É esse o caso de Felicito Yanaqué, o protagonista do livro, que não cede a uma chantagem da máfia, embora coloque em perigo a sua vida.
Falando sobre a técnica da escrita, considerou muito importante que se mantenha a curiosidade do leitor e confessou que procura sempre que haja um elemento que mantenha viva a expectativa, aquilo a que chamou "narrar por omissão", "dar certos dados ou ocultá-los mas de tal maneira que se insinuem".

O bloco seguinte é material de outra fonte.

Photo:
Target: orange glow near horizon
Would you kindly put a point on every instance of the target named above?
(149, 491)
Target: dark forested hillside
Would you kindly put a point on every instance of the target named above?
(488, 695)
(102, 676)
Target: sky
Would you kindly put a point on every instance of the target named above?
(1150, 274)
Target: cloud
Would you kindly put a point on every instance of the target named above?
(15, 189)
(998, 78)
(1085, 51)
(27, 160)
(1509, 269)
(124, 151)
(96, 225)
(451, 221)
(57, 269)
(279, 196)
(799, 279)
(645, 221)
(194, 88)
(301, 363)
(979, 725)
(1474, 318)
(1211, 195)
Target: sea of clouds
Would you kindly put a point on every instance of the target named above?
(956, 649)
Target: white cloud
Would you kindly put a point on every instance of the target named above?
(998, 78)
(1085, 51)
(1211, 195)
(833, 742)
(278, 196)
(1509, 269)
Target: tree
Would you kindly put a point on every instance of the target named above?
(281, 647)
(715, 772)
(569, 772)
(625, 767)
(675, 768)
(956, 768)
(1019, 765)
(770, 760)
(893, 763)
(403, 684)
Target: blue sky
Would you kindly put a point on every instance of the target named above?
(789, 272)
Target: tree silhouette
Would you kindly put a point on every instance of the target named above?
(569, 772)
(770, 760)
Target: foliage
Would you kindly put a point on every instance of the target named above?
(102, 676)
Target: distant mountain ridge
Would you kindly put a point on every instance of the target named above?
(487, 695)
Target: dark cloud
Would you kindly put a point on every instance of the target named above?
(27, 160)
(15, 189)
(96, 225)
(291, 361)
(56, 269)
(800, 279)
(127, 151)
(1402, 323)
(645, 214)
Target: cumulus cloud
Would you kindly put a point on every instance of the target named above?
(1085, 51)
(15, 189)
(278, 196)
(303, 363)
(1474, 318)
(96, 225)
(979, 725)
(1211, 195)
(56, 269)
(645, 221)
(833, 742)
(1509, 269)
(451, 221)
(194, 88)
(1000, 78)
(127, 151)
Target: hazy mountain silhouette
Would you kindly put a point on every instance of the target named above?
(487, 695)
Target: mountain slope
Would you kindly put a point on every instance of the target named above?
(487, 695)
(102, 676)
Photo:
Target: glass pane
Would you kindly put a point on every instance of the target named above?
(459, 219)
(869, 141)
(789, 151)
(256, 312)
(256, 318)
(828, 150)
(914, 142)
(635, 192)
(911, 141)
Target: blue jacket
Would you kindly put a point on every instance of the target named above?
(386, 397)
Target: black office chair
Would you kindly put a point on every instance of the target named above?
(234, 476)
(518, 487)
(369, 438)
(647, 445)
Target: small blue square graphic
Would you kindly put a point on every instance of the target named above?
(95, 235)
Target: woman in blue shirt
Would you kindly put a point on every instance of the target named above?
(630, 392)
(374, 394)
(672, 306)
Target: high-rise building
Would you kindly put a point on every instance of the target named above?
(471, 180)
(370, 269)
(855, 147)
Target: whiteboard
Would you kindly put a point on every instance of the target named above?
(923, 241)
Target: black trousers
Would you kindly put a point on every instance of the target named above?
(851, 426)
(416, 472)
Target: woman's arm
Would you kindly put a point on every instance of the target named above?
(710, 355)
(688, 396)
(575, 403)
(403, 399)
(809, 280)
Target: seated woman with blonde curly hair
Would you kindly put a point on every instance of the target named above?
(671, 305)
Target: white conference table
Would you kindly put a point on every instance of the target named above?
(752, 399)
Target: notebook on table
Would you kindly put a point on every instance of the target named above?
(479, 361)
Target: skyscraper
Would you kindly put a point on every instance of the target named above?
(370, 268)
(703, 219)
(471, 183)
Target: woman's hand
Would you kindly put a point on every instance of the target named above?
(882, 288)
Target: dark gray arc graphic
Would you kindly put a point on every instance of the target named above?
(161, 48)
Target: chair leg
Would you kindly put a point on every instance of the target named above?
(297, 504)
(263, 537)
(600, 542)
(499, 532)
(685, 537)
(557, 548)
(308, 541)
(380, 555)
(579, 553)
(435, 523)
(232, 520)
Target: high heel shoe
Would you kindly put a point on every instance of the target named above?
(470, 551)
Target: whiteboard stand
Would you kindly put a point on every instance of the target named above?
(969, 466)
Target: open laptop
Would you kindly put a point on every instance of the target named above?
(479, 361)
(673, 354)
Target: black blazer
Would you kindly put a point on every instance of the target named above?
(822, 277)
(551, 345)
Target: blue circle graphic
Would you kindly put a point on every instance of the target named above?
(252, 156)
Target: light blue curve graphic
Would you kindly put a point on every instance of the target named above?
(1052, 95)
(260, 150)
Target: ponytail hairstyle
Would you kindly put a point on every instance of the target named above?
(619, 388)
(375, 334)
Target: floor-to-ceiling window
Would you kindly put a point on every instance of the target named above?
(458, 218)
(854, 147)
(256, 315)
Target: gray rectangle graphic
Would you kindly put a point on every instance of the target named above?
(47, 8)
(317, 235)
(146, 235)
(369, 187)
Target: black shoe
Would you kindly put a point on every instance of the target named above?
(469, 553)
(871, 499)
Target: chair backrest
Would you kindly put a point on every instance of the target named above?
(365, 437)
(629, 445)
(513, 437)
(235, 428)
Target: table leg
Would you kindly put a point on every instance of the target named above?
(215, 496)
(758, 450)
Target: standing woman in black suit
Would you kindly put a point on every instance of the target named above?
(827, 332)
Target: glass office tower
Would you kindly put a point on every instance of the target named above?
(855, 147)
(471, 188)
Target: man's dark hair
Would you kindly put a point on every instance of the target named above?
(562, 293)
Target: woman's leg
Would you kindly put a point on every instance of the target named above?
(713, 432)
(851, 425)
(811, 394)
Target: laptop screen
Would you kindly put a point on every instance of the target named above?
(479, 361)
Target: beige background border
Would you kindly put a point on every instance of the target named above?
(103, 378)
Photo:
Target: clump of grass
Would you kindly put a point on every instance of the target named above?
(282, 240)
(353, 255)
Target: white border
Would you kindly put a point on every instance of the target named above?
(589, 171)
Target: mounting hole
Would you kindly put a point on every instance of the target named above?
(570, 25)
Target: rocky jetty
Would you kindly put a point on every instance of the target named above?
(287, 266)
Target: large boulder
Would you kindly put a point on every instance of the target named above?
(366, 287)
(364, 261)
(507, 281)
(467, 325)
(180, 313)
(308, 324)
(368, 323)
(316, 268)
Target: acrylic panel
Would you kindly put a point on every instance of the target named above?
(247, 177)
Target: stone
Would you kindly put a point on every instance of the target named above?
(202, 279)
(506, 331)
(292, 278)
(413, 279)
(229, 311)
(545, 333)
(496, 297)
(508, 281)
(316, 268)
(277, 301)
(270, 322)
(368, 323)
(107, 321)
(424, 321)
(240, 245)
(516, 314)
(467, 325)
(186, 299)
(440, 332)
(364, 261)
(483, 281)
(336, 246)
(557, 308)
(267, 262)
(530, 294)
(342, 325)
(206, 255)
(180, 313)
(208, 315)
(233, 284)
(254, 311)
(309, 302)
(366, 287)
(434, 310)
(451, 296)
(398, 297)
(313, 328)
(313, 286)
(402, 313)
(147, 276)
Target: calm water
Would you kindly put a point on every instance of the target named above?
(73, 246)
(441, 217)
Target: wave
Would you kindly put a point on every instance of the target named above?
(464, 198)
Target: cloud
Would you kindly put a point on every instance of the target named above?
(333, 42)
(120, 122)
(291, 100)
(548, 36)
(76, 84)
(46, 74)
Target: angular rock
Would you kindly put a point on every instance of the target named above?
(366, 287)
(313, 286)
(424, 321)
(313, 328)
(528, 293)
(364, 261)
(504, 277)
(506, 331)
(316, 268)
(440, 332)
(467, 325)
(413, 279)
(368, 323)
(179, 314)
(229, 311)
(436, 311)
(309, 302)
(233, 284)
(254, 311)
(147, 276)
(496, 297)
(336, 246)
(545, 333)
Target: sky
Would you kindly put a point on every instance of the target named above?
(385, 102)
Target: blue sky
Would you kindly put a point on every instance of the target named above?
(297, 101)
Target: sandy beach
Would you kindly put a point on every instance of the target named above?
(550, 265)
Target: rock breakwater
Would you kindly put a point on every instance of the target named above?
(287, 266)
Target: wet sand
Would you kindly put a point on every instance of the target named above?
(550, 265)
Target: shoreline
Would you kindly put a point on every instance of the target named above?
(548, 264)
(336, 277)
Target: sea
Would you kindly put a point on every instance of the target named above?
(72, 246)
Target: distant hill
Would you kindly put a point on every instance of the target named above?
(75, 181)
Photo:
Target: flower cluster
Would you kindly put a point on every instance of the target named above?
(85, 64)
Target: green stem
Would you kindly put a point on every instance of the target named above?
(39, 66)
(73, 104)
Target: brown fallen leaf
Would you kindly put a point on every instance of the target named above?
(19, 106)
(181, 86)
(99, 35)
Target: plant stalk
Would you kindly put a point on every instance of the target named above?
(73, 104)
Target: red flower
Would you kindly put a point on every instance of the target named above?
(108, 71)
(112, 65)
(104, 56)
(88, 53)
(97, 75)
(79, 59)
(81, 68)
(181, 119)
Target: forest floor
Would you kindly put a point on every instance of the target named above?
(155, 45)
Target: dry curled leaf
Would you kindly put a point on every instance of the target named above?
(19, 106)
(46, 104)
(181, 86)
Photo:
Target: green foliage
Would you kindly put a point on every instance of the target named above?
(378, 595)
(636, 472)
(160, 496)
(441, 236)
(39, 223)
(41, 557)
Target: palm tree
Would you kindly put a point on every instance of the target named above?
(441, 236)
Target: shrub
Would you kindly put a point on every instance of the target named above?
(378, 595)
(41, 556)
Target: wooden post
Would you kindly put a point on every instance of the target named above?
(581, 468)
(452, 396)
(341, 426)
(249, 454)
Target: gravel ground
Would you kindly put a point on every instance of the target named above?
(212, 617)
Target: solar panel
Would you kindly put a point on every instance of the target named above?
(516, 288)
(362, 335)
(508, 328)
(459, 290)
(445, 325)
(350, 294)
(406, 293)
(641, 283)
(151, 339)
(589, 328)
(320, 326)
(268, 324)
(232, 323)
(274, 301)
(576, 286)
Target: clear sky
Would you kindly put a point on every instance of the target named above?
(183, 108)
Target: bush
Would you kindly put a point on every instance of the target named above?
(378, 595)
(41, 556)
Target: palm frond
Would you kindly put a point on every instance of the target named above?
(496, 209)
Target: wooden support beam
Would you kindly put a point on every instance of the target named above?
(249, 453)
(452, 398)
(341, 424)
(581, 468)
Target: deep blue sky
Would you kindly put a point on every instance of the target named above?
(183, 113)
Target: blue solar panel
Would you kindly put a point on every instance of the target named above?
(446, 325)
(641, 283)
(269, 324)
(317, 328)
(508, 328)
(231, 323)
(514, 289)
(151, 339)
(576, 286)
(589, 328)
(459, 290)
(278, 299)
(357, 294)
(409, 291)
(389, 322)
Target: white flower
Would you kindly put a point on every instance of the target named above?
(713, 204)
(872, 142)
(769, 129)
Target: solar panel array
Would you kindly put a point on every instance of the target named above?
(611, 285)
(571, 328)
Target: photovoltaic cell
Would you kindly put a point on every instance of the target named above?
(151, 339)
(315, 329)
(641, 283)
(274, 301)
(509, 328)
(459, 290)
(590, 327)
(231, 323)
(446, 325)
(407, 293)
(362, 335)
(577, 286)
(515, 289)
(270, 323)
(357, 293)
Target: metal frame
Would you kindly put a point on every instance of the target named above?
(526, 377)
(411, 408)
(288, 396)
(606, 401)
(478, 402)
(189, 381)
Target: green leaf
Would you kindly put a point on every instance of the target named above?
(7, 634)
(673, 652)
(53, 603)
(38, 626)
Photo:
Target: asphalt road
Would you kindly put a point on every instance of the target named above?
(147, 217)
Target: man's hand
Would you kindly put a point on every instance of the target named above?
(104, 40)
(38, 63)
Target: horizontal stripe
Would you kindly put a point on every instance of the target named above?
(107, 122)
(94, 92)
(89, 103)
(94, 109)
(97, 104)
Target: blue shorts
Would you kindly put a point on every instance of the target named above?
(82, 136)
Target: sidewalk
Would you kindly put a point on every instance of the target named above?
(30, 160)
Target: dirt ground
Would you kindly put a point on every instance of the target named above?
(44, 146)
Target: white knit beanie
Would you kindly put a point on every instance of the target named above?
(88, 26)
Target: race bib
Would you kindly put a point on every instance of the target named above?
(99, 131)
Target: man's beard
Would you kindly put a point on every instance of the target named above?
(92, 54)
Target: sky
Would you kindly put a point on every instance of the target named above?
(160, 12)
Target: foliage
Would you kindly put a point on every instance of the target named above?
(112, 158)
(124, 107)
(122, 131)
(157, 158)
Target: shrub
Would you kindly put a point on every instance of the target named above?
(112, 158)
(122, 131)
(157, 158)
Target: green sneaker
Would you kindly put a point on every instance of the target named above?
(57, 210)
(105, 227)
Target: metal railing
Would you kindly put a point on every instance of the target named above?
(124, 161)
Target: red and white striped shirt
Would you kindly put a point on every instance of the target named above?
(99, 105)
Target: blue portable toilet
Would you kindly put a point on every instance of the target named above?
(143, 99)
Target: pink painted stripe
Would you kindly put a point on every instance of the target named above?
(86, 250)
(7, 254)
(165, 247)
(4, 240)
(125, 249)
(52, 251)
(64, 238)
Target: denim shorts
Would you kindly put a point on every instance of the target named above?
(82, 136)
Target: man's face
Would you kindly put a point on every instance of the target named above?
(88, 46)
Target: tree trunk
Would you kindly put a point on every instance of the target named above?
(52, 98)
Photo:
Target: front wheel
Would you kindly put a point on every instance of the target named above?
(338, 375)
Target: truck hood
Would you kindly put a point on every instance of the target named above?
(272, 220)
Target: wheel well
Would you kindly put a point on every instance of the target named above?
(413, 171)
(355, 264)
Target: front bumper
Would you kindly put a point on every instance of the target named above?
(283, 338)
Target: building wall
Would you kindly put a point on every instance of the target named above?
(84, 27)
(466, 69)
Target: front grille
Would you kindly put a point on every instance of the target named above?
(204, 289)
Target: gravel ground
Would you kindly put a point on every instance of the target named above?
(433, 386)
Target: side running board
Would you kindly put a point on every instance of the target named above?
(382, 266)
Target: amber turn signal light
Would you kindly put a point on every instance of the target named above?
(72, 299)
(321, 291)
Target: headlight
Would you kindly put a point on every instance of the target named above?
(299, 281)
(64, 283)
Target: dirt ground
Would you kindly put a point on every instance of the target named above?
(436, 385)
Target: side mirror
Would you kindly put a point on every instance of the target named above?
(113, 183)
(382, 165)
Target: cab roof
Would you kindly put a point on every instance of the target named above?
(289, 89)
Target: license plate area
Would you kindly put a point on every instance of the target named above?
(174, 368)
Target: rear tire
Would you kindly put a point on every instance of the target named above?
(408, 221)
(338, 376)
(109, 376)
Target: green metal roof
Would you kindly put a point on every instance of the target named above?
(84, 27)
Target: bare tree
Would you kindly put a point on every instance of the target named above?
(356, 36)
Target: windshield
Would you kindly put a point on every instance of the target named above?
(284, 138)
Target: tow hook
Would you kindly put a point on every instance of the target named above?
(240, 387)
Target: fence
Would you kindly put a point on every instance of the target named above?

Depois de brincar com o facto de lhe restar menos tempo de vida do que projetos na cabeça, aos 77 anos, Mario Vargas Llosa falou ainda do trabalho que está agora a fazer, em torno da adaptação ao teatro do "Decameron", de Bocaccio.
Sobre isso, disse sentir-se impressionado com a ideia de um grupo de pessoas que "decide escapar para o imaginário" e se fecha numa 'villa', quando se confronta com uma peste em Florença, no século XIV, cercado de morte.
Essa situação fê-lo concluir que "quando tudo parece impossível, há sempre um recurso à fantasia e à imaginação -- por isso, há literatura, para nos fazer viver aquilo que não podemos na vida real".
Exercitando a imaginação, sustentou, "não só nos divertimos, como mantemos vivo o mecanismo que impede que a sociedade se congele e se transforme num mundo de seres resignados".